Telstra has participated in the Series A funding round of Californian drone software startup Cape through its investment arm, Telstra Ventures, joining Google’s Gradient Ventures, Mitsui & Co and NEA in the round.
Founded in 2014, Cape has developed software aimed at making drones both safer and easier to use, with its drone telepresence and data management system allowing users to fly a drone and capture footage from unlimited distances without needing to touch any hardware.
The startup stated that its software has been used to power over 100,000 flights across the US, Canada, New Zealand, the Middle East, and Australia, with organisations working in the fields of public safety, asset inspection, and agriculture particularly interested in Cape’s technology.

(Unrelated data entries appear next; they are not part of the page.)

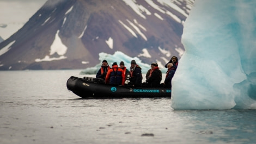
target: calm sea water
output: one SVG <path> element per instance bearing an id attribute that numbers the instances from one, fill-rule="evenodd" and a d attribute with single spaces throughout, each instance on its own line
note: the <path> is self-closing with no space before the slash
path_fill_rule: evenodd
<path id="1" fill-rule="evenodd" d="M 85 76 L 80 71 L 0 71 L 0 143 L 256 141 L 255 110 L 176 111 L 170 98 L 80 99 L 66 87 L 71 76 Z"/>

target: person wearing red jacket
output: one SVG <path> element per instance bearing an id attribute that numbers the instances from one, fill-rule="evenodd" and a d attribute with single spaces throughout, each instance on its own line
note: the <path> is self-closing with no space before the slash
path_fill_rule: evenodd
<path id="1" fill-rule="evenodd" d="M 123 72 L 122 69 L 118 67 L 117 62 L 114 62 L 112 65 L 112 67 L 107 73 L 105 79 L 106 83 L 124 85 L 125 81 L 125 73 Z"/>

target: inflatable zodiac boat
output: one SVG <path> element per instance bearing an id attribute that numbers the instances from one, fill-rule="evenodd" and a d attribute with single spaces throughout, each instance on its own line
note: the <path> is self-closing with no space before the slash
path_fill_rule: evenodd
<path id="1" fill-rule="evenodd" d="M 66 82 L 66 87 L 82 98 L 153 98 L 170 97 L 170 89 L 163 87 L 135 87 L 129 85 L 106 84 L 103 79 L 71 76 Z"/>

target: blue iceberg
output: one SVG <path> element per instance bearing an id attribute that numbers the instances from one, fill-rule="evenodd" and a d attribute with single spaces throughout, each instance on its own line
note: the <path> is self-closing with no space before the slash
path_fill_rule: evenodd
<path id="1" fill-rule="evenodd" d="M 175 110 L 256 108 L 256 1 L 197 0 L 172 80 Z"/>

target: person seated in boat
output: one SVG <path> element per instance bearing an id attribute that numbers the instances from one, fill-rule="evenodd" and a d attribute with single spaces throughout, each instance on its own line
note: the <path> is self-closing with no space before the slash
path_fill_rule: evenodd
<path id="1" fill-rule="evenodd" d="M 108 65 L 107 60 L 103 60 L 101 67 L 99 70 L 97 74 L 96 74 L 96 78 L 105 79 L 106 75 L 109 69 L 110 66 Z"/>
<path id="2" fill-rule="evenodd" d="M 156 87 L 160 85 L 162 80 L 162 72 L 159 70 L 158 64 L 156 62 L 151 64 L 149 76 L 146 80 L 147 86 L 150 87 Z"/>
<path id="3" fill-rule="evenodd" d="M 136 64 L 135 60 L 131 60 L 130 70 L 130 82 L 128 85 L 135 87 L 141 86 L 142 82 L 141 69 L 141 67 Z"/>
<path id="4" fill-rule="evenodd" d="M 112 67 L 107 73 L 105 79 L 106 83 L 124 85 L 125 81 L 125 73 L 122 69 L 118 67 L 117 62 L 114 62 L 112 65 Z"/>
<path id="5" fill-rule="evenodd" d="M 123 70 L 123 72 L 125 74 L 125 84 L 128 84 L 128 81 L 129 80 L 130 78 L 130 72 L 129 70 L 126 68 L 126 67 L 124 66 L 124 61 L 120 62 L 119 64 L 119 68 Z"/>
<path id="6" fill-rule="evenodd" d="M 178 64 L 179 64 L 178 62 L 178 58 L 175 56 L 173 56 L 173 57 L 172 57 L 172 58 L 170 59 L 170 61 L 169 61 L 169 62 L 167 62 L 167 64 L 166 64 L 165 65 L 164 65 L 164 67 L 166 68 L 167 68 L 167 64 L 169 64 L 169 63 L 173 63 L 173 66 L 175 66 L 176 68 L 177 68 L 178 67 Z"/>
<path id="7" fill-rule="evenodd" d="M 164 82 L 161 84 L 165 87 L 169 87 L 172 89 L 172 79 L 176 71 L 176 66 L 172 63 L 167 64 L 167 72 L 166 72 L 166 79 Z"/>

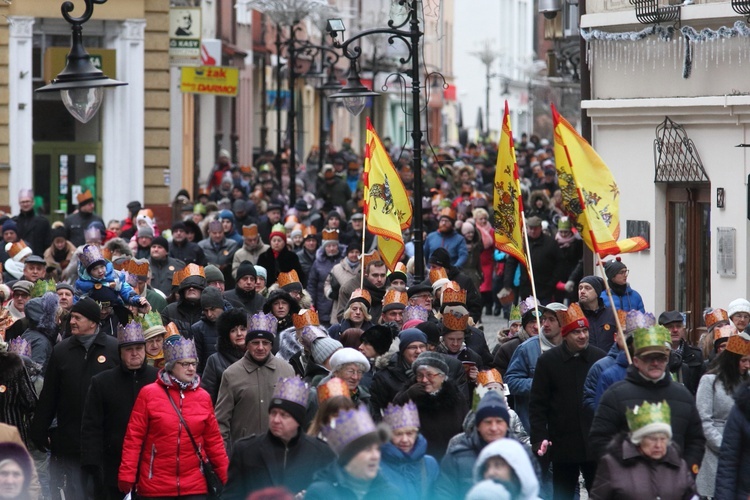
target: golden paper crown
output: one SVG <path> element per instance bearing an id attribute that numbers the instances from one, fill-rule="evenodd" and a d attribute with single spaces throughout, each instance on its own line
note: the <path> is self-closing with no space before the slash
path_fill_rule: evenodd
<path id="1" fill-rule="evenodd" d="M 385 294 L 385 297 L 383 297 L 383 307 L 385 307 L 388 304 L 396 304 L 401 303 L 406 307 L 406 304 L 409 302 L 409 296 L 406 294 L 406 292 L 399 292 L 398 290 L 388 290 Z"/>
<path id="2" fill-rule="evenodd" d="M 745 340 L 739 335 L 732 335 L 727 341 L 727 351 L 740 356 L 750 355 L 750 340 Z"/>
<path id="3" fill-rule="evenodd" d="M 448 279 L 448 272 L 442 267 L 433 267 L 430 269 L 430 283 L 435 283 L 437 280 Z"/>
<path id="4" fill-rule="evenodd" d="M 477 374 L 477 384 L 487 385 L 492 382 L 497 382 L 498 384 L 503 383 L 503 376 L 500 375 L 500 372 L 495 368 L 491 370 L 481 371 Z"/>
<path id="5" fill-rule="evenodd" d="M 724 309 L 708 309 L 703 314 L 703 322 L 709 331 L 720 321 L 729 322 L 729 316 Z"/>
<path id="6" fill-rule="evenodd" d="M 292 314 L 294 328 L 302 330 L 306 326 L 319 326 L 318 313 L 313 309 L 300 309 L 299 314 Z"/>
<path id="7" fill-rule="evenodd" d="M 325 384 L 320 384 L 318 386 L 318 405 L 321 405 L 324 401 L 336 396 L 344 396 L 349 399 L 352 398 L 349 386 L 340 378 L 333 377 Z"/>
<path id="8" fill-rule="evenodd" d="M 258 225 L 250 224 L 249 226 L 242 226 L 242 236 L 245 238 L 255 238 L 258 236 Z"/>
<path id="9" fill-rule="evenodd" d="M 469 315 L 451 311 L 443 314 L 443 326 L 449 332 L 464 331 L 469 326 Z"/>
<path id="10" fill-rule="evenodd" d="M 291 285 L 292 283 L 300 283 L 299 276 L 297 276 L 297 271 L 292 269 L 288 273 L 279 273 L 278 278 L 276 278 L 276 283 L 279 285 L 279 287 L 285 287 L 287 285 Z"/>
<path id="11" fill-rule="evenodd" d="M 442 304 L 464 304 L 466 305 L 466 290 L 454 289 L 446 286 L 443 291 Z"/>
<path id="12" fill-rule="evenodd" d="M 205 278 L 206 273 L 203 270 L 203 266 L 192 263 L 188 264 L 187 266 L 174 273 L 174 275 L 172 276 L 172 285 L 178 286 L 188 276 L 200 276 L 202 278 Z"/>

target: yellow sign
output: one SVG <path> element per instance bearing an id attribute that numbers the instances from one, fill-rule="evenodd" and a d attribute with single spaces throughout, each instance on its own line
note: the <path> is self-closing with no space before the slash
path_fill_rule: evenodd
<path id="1" fill-rule="evenodd" d="M 70 47 L 48 47 L 44 52 L 44 81 L 51 82 L 68 64 Z M 109 78 L 117 78 L 117 51 L 114 49 L 86 48 L 91 62 Z"/>
<path id="2" fill-rule="evenodd" d="M 240 82 L 237 68 L 201 66 L 183 67 L 180 90 L 193 94 L 211 94 L 234 97 Z"/>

As it looks to push this growth, Cape stated that its investors were chosen for their strategic value, with the funding to be put towards expanding the startup’s research and development and developing its go-to-market teams.
Having identified Australia as a country that “would benefit from the use of drones across a number of industrial and government verticals”, the startup stated that Telstra “is clearly key to the development of the market in Australia and will also contribute to the broader market development via its strategic role throughout the region”.
Chris Rittler, appointed CEO of Cape with the closing of the Series A round, said, “Market adoption is happening because enterprise customers can use Cape software today. We are excited to bring Cape to Australia so that Telstra customers can benefit from these advancements.”
Matthew Koertge, managing director of Telstra Ventures, added, “Cape’s drone remote control and AI platform is an important emerging technology with diverse applications and benefits across industries.
“We are excited to support Cape as it innovates and delivers compelling value to its customers, enabling them to maximize the benefits of drones in a unique and powerful way.”
As well as selling drones to customers, Telstra itself has been using drones to conduct inspections.
The company announced in October that it would be using drones in Tasmania to “better assess the suitability of new sites for infrastructure, improve safety for local employees, and improve repair times in the event of extreme weather or natural disasters”.
Telstra explained that previously technicians would have to climb towers or bring in cherry pickers to assess a situation, a particularly lengthy process in regional areas where land may be uneven or muddy and extra care must be taken.
The decision to put the drones to work in Tasmania came after the telco conducted a trial across Queensland and New South Wales.